A tree diagram is a visual representation that helps to illustrate relationships in a structured, hierarchical way. Each 'stage' or 'level' in the tree diagram represents one round of 'calls' made in the scenario.

The tree starts with a single 'root' node, the first person making calls, who branches out to call four others. These four recipients form the second layer of the tree. Then, in the next stage, each of these four individuals also calls four more individuals.

As you move to the third level, the tree branches further, with each person calling four more, resulting in 16 calls.

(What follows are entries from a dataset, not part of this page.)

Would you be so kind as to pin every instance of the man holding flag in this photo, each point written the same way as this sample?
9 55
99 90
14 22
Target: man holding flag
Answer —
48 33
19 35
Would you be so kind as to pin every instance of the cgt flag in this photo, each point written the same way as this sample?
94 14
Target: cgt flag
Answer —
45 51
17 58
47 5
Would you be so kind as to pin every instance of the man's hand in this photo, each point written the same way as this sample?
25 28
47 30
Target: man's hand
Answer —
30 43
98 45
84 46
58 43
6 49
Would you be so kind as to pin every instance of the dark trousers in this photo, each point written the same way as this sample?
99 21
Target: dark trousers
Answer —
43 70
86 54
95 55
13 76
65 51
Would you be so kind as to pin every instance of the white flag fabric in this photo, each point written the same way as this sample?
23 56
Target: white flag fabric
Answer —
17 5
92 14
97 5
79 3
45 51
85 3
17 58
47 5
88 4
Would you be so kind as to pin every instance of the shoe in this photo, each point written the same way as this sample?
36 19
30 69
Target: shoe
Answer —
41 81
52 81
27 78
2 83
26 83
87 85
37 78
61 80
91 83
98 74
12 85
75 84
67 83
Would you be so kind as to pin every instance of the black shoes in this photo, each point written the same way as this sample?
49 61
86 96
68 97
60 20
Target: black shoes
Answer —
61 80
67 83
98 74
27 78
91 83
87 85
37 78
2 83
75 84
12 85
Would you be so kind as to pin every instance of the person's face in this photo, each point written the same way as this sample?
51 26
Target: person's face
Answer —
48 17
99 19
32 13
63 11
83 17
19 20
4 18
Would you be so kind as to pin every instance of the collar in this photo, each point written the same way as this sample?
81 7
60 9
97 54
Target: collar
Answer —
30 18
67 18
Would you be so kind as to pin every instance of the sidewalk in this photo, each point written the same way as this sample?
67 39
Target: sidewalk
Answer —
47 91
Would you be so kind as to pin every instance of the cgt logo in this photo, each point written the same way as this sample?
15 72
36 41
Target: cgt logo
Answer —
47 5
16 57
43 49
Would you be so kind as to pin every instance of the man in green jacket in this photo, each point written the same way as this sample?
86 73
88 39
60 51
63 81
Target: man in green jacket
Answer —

This pattern continues, significantly multiplying the number of individuals notified at each stage.

• Stage 1: One person calls four others (4 calls)
• Stage 2: Each of these four calls four more (16 calls)
• Stage 3: Each of the 16 calls four more (64 calls)

This diagrammatic approach simplifies understanding how the calls spread, making it easier to visualize large, complex connections.

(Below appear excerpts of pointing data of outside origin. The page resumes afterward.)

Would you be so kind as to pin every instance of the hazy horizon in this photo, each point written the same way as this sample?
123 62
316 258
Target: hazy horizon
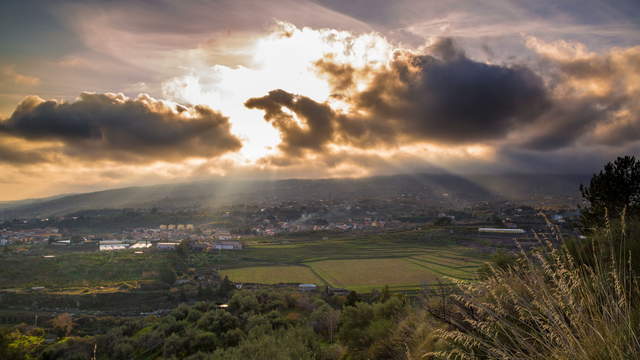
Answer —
97 95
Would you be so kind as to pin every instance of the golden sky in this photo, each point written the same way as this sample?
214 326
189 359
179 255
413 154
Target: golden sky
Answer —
97 95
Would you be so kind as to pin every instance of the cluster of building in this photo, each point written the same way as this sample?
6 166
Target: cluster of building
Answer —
29 236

A geometric progression is a sequence of numbers where each term after the first is found by multiplying the previous one by a fixed, non-zero number known as the common ratio. In the telephone chain problem, this sequence begins with one caller and uses the common ratio of 4, because each caller notifies four more people.

The progression for the given problem is:

• First person: 1 call
• First stage: 4 calls
• Second stage: 4^2 = 16 calls
• Third stage: 4^3 = 64 calls

The pattern continues, showcasing how rapidly the count of calls escalates with each successive stage. It's crucial to understand that this multiplication creates a rapid expansion, typical of geometric progressions, which differs fundamentally from arithmetic progressions where quantities increase linearly.

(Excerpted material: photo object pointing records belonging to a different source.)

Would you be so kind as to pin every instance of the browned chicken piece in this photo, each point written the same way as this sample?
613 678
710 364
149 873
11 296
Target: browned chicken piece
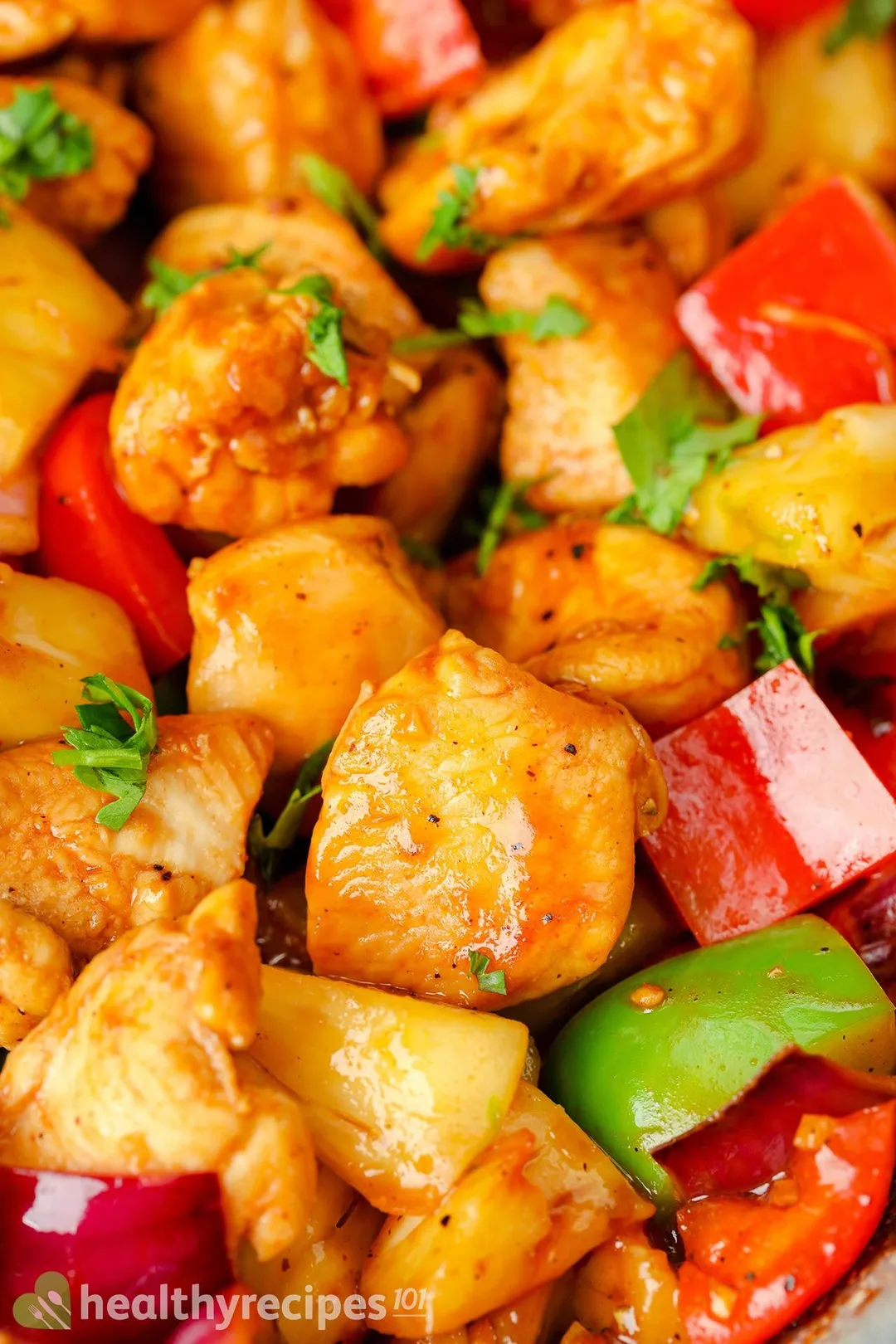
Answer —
186 836
132 21
89 202
566 396
594 608
240 95
290 624
35 969
223 424
453 426
621 108
299 236
28 27
694 233
134 1071
468 808
52 633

To find out how many employees have been notified after a certain number of stages in the chain, we need to calculate the sum of a geometric series. This series is represented by the sum of the first few terms in the geometric progression, which includes all calls made.

In our scenario, the terms are the number of calls at each stage: \(1, 4, 4^2, 4^3, 4^4, 4^5\).
The total number of employees notified across these stages can be found using the sum formula for a geometric series, \(S_n = \frac{a(r^n - 1)}{r - 1}\). Here:

• \(a = 1\)
• \(r = 4\)
• \(n = 6\)

So the total is \(S_6 = \frac{1(4^6 - 1)}{4 - 1} = \frac{4096 - 1}{3} = 1365\).
This calculation shows that 1365 employees have been notified after six stages, exponentially increasing as each person informs four others, demonstrating the impressive power of geometric growth.